This statement by on of the leading economists of our time should have started bells ringing all round the PR industry half a decade ago.
Public relations, a practice claiming to affect publics (marcoms, internal PR etc.), a conscience between the organisation and its publics (CSR, Community PR etc.) an arbiter between the organisation and its sponsors (financial PR, Lobbying etc.), is about working with the social animal - mankind.
If John Kaye is right, and I believe he is, the logic of his statement is that the role of public relations is to work with and through society to make people economically successful.
This means we need to be successful in creating, sustaining and optimising value. This is as true of efforts to make companies big and profitable, protect the environment or bring relief to the dispossessed. Public relations is active in all these areas and many more.
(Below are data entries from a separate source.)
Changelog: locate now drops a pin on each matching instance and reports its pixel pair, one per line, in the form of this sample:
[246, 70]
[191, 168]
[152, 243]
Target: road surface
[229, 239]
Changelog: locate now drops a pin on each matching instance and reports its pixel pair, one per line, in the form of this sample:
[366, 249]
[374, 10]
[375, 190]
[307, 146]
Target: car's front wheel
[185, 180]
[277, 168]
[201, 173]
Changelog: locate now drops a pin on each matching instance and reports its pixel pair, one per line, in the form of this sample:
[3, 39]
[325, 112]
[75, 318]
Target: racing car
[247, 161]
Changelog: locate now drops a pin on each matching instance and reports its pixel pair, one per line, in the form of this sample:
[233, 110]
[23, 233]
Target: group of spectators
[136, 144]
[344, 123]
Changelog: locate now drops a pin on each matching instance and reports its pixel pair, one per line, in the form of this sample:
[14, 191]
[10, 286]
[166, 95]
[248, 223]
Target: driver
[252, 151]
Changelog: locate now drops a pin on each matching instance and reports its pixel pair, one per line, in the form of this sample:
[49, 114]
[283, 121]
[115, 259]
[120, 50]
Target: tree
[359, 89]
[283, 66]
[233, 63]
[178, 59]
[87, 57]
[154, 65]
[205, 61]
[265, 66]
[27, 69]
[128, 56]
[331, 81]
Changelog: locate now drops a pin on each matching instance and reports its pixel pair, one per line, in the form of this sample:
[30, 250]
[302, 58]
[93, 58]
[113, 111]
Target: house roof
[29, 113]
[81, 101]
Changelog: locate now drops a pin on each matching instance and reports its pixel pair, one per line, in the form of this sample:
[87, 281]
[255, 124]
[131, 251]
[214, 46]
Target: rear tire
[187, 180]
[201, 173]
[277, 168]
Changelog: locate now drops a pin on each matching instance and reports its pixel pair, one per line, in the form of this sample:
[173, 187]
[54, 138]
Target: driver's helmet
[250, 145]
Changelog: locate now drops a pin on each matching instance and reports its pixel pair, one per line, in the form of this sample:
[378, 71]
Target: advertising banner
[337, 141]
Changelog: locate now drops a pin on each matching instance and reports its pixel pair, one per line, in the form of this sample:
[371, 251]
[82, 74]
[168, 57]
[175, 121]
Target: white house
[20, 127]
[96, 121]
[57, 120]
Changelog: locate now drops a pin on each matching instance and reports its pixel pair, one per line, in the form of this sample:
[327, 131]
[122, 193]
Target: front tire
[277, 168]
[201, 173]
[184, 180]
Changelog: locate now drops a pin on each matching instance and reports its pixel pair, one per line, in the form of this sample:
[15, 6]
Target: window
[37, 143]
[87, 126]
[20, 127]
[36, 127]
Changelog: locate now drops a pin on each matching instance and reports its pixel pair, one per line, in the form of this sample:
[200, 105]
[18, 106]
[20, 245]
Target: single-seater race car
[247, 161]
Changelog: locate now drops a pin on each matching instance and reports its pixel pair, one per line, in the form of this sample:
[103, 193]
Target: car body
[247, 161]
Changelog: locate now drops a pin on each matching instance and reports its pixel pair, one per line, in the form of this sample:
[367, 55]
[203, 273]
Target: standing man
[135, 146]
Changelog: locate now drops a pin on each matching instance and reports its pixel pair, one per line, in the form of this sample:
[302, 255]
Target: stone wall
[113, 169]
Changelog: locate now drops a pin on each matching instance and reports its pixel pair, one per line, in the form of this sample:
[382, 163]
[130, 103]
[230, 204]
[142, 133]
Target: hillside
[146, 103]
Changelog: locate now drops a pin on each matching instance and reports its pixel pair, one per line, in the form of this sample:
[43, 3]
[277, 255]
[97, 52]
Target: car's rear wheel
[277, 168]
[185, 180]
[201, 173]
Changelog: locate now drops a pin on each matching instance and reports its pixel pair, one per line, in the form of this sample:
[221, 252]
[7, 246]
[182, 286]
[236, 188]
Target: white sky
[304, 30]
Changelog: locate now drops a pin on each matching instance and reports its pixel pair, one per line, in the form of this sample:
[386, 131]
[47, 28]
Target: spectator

But let us concentrate on the PR role in the measurement, evaluation, auditing, value, management and development of tangible and intangible assets. It lies at the heart of our practice if we so choose.
Thus the PR practitioner can choose to be at the heart of wealth creation or can serve up hot dogs to its followers.
In November, Directors of companies (including, of course, PR directors) of all 1300 companies quoted on the London Stock Exchange will be told that they could be at risk of unlimited fines from new UK Government requirements to extend the scope of company reporting. The London Stock Exchange (LSE) is the global capital market of choice for over 500 international listed companies from over 60 countries. This means that being involved in financial reporting is an issue for PR especially those in in the corporate communications domain of public relations practice worldwide. The big issue is the, now mandatory, requirement for Annual Report 'Non Financial Reporting'. In 2003 I wrote a paper for XPRL to help explain why and how Non Financial Reporting is an issue for PR practitioners.
The UK law (which applies to all quoted companies on the LSE) now expects companies to report on relations with a range of named stakeholder and other 'users' of annual reports. Basically, the way the law is written, any social group with a copy of the Annual Report can be described as a 'user' and thereby a stakeholder for whom companies have to submit a report on its relationships.
As Stakeholder Theory, as it is presently regarded is flawed. This means that the whole process of implementing the law will be fraught with difficulty (not to mention silly, distracting and expensive legal wrangles).
However, there is another way. If PR practice regards its work as “influencing behaviour to achieve objectives through the effective management of relationships and communications” and accepts that is is not just rhetoric but is grounded in theory, then we can resolve the issues that face the 1300 practitioners who have to bear responsibility for the impact of Non Financial Reporting.